OCM in Healthcare for ERP
When it comes to implementing new technology in the healthcare environment, there are some unique industry-specific considerations that affect compliance and security. Healthcare ERP implementations require strong internal protocols and administrative safeguards to protect employees from exposing sensitive data. Change can be unsettling for an employee in any setting and the healthcare industry is certainly not different. Readiness for change is important to keep back-office operations running smoothly and it’s also important to ensure the success of the project. We offer the following four considerations and recommendations as you start your planning.
1. Every hospital is unique, serving a specific population of patients and working in those communities. When it comes to change, what works for a large hospital won’t work for a smaller, community-based hospital and vice versa.
- What we recommend: Take the time to understand the scope and complexity of the change and how ready the organization is to make the transition. Use this information to develop a custom and tailored approach for each location, department, and group of individuals based on how they’ll be impacted by the change.
2. The hospitals’ primary responsibility is to focus on patient care, not technology. The back-office technology allows the hospital to run more efficiently, but much of that work may be behind the scenes for the physician and clinical teams.
- What we recommend: Use targeted and high-touch support to help procurement professionals, inventory management specialists, coders, and other healthcare professionals learn new tasks, processes, or tools that they need to use within the new ERP to help speed-up the transition to the new system.
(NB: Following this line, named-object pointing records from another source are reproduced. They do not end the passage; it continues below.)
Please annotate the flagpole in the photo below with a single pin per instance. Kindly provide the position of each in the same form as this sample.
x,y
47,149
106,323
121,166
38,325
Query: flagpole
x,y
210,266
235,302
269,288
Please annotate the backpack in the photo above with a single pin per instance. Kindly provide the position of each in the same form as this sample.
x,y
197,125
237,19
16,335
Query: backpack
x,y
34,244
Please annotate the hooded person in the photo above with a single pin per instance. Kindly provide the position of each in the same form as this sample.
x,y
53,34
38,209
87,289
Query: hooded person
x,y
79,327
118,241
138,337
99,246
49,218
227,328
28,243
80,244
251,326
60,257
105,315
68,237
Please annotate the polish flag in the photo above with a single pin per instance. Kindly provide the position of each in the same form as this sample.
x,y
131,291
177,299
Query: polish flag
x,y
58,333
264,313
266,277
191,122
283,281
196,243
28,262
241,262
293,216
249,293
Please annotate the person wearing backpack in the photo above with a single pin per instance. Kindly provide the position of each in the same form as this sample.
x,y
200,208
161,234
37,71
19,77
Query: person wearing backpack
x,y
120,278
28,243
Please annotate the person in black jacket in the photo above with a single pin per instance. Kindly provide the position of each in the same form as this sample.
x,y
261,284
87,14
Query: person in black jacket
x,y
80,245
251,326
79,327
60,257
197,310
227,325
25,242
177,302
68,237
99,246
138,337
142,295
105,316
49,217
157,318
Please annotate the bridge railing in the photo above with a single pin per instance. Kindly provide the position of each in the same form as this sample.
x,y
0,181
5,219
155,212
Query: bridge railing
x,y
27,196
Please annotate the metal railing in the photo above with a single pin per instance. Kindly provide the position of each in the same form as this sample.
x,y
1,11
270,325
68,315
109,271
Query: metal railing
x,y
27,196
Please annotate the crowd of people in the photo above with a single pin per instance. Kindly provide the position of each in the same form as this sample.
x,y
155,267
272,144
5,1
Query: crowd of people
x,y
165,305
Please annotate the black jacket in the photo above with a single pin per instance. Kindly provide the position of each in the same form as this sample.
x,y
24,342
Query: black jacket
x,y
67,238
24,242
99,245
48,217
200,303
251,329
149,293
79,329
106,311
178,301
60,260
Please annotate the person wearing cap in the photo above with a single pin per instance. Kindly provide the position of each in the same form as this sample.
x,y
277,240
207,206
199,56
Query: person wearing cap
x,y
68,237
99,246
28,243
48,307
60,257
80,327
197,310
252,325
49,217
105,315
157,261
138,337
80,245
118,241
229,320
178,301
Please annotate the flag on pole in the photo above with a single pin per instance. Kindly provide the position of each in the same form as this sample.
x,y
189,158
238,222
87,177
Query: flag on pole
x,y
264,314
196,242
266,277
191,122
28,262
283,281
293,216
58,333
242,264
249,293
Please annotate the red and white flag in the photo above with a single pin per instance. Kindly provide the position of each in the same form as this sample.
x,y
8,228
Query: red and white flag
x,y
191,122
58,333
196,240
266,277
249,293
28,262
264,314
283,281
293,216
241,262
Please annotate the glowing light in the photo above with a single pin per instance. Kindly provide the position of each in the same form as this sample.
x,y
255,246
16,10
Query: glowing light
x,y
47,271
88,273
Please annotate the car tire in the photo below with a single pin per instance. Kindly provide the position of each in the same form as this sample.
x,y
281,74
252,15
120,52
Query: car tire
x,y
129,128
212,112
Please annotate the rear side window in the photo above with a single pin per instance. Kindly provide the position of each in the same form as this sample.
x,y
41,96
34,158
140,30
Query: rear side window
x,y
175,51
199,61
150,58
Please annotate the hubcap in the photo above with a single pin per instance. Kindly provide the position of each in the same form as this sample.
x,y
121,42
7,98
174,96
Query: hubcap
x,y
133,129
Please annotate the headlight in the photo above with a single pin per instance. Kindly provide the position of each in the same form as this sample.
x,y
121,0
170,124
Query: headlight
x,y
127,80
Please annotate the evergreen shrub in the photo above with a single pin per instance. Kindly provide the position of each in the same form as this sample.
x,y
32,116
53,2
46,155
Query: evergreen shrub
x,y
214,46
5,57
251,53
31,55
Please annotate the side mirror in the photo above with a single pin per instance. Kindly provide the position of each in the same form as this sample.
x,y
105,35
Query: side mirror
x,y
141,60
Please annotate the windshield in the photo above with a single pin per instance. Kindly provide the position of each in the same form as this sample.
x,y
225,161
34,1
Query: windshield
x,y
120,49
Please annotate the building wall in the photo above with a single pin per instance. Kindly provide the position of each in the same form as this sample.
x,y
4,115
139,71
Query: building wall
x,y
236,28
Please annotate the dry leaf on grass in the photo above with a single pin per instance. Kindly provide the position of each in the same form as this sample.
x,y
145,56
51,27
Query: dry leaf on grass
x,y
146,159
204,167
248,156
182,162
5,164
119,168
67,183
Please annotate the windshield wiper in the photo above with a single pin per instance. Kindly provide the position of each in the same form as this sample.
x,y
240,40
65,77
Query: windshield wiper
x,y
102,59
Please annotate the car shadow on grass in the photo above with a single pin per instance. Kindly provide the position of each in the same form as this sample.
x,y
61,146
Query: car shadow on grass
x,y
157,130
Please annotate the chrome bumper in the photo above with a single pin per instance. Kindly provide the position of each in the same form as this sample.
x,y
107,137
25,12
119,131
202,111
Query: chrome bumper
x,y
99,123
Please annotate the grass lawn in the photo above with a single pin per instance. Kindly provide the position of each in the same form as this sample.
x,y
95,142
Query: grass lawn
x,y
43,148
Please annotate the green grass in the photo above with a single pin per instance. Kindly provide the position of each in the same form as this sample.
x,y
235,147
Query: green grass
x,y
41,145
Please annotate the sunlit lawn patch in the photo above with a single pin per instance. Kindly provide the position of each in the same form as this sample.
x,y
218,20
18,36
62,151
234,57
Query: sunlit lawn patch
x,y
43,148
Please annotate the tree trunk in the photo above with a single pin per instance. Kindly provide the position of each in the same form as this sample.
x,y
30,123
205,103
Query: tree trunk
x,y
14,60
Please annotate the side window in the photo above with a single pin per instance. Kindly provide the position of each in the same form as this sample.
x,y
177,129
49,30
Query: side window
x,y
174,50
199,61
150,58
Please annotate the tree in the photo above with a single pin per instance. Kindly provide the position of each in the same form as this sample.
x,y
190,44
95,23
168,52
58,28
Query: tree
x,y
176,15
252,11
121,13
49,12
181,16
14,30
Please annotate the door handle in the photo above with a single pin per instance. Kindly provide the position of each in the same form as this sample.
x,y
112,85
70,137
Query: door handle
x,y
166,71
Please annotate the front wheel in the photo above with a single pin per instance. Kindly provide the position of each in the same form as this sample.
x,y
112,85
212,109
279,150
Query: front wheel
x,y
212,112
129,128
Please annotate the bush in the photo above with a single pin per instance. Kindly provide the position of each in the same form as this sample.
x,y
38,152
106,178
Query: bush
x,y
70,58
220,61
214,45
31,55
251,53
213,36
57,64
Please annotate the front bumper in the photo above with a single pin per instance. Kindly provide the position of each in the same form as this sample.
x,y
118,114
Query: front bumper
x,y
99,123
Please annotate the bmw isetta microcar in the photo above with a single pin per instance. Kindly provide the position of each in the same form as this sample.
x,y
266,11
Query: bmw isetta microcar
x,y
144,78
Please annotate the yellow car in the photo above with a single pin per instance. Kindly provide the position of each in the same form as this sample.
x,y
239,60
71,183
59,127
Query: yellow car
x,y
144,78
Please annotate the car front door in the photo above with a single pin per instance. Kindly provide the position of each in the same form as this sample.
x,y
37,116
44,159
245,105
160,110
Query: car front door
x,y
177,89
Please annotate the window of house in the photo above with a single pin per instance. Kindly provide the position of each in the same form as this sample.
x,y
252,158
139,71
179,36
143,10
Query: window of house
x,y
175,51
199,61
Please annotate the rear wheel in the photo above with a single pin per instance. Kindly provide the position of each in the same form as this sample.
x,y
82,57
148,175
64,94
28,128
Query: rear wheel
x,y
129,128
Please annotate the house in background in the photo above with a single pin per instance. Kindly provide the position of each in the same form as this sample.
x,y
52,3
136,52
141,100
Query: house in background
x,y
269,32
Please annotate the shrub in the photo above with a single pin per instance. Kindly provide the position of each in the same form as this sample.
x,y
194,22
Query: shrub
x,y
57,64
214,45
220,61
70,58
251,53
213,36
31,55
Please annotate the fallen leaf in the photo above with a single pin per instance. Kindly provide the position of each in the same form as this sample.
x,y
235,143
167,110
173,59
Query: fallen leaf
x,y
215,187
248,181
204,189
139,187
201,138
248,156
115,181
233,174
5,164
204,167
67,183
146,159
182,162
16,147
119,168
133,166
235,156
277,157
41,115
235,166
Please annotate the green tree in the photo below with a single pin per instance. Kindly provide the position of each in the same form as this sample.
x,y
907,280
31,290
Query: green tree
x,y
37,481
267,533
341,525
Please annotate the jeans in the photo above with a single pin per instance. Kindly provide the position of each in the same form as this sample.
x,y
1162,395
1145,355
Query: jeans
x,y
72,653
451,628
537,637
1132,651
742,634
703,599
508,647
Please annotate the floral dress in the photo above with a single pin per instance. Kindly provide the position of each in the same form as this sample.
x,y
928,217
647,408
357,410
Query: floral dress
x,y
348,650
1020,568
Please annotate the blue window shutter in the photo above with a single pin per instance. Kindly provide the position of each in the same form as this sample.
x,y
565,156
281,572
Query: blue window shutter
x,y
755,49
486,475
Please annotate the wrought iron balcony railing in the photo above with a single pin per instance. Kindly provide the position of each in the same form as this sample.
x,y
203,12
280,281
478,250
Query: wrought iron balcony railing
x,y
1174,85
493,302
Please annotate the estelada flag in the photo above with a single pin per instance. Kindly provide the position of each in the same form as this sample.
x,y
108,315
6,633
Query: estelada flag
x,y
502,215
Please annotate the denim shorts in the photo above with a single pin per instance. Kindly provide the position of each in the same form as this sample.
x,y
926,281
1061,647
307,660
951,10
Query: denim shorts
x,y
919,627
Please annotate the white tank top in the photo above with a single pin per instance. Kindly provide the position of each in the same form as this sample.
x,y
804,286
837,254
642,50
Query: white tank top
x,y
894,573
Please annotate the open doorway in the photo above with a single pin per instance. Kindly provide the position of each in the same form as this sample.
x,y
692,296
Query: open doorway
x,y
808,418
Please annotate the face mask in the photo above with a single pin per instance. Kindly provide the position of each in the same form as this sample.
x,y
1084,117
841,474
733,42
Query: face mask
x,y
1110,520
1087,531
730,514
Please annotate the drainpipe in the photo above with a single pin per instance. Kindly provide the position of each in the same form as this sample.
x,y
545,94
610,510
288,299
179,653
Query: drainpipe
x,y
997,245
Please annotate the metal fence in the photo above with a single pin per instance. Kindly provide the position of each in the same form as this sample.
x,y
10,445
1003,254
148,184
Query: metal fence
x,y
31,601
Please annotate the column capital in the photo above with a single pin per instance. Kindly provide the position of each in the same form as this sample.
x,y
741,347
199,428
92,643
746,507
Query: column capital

Providing high-touch support, on-demand as needed helps hospital employees do things easier, faster, and with greater quality.
3. The psychology of habits indicates that nearly half of what we do day-to-day is based on routines and habits. Changing technology means we must slow down to think about tasks that we didn’t have to consider before.
- What we recommend: Create a 90-day post go-live plan that includes having an experienced individual on site, next to staff to help them through the transition to build new habits.
4. Many hospitals operate with slim back-office support. Key staff members may already be working at capacity or may work different hours to support shift work. Technology offers opportunities to streamline processes or workflow and we often need these individuals to be involved in the design while they continue to do their day jobs.
- What we recommend: Develop a solid plan to support the entire team before the new technology turns on. This should include an end-to-end review of roles, responsibilities, and workflow to identify efficiencies. It should also include staffing options and plans to free up the critical subject matter experts to support the design but to ensure the day-to-day operations continue uninterrupted.
Managing the people side of technology implementations is critical to achieving successful outcomes. According to Prosci, a global leader in organizational change management best practice research, organizations that take a deliberate approach to change are six times more likely to achieve project success. This translates to helping employees more easily embrace new technology and ultimately faster adoption rates. A deliberate approach to change is often in everyone’s best interest and ensures alignment with strategic goals.